Forest Marsh with Travellers on a Bank

Etching of a dense forest scene
Forest Marsh with Travellers on a Bank

Forest Marsh with Travellers on a Bank (1640s-1650s), also known as The Travellers, is an etching by the Dutch Golden Age artist Jacob van Ruisdael. A few copies are known and are in the collections of the Metropolitan Museum of Art in New York, the Rijksprentenkabinet of the Rijksmuseum Amsterdam, and Museum Boymans-van Beuningen in Rotterdam.[1]

The cumulus clouds in the late states of the etching have been added later and are not by Ruisdael himself.[2]

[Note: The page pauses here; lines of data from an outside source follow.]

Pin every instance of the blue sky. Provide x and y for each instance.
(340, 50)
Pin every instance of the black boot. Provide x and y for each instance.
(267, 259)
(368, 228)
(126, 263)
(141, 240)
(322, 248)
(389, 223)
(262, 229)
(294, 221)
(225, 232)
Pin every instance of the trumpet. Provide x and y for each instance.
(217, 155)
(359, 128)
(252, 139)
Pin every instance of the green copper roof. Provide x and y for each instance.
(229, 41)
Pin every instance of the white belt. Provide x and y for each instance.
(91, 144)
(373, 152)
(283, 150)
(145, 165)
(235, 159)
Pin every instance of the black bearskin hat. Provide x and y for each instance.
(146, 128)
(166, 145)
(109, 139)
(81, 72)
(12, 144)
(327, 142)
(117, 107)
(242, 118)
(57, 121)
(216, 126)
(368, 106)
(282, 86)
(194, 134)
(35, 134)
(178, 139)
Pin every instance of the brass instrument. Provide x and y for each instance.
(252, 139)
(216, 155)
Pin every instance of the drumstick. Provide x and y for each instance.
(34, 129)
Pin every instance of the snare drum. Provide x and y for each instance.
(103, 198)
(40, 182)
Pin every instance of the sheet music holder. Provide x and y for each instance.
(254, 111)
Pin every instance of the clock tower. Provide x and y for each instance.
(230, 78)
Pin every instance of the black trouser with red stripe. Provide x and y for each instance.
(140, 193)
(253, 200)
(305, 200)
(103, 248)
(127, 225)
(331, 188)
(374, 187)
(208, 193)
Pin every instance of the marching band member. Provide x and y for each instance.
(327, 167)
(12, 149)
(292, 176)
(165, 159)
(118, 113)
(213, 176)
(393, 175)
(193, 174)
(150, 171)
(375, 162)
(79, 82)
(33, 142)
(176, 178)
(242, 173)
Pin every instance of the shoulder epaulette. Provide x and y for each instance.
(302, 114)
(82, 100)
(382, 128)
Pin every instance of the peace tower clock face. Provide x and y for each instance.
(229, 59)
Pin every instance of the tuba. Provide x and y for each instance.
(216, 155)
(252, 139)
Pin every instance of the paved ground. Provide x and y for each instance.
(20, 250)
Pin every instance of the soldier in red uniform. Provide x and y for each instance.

Etching expert Georges Duplessis singled out The Travellers and The Cornfield as unrivalled illustrations of Ruisdael's genius.[3] Ruisdael's pupil Meindert Hobbema painted two copies of this etching. One, dated 1662, is in the National Gallery of Victoria in Melbourne.[1] A young John Constable said in 1797 that he wanted to copy the work; if he did, none of his copies have survived.[4] When Constable died he owned four Ruisdael etchings, one of which was The Travellers.[5]

The etching is catalogue number E13 in Slive's 2001 catalogue raisonné of Ruisdael.[6]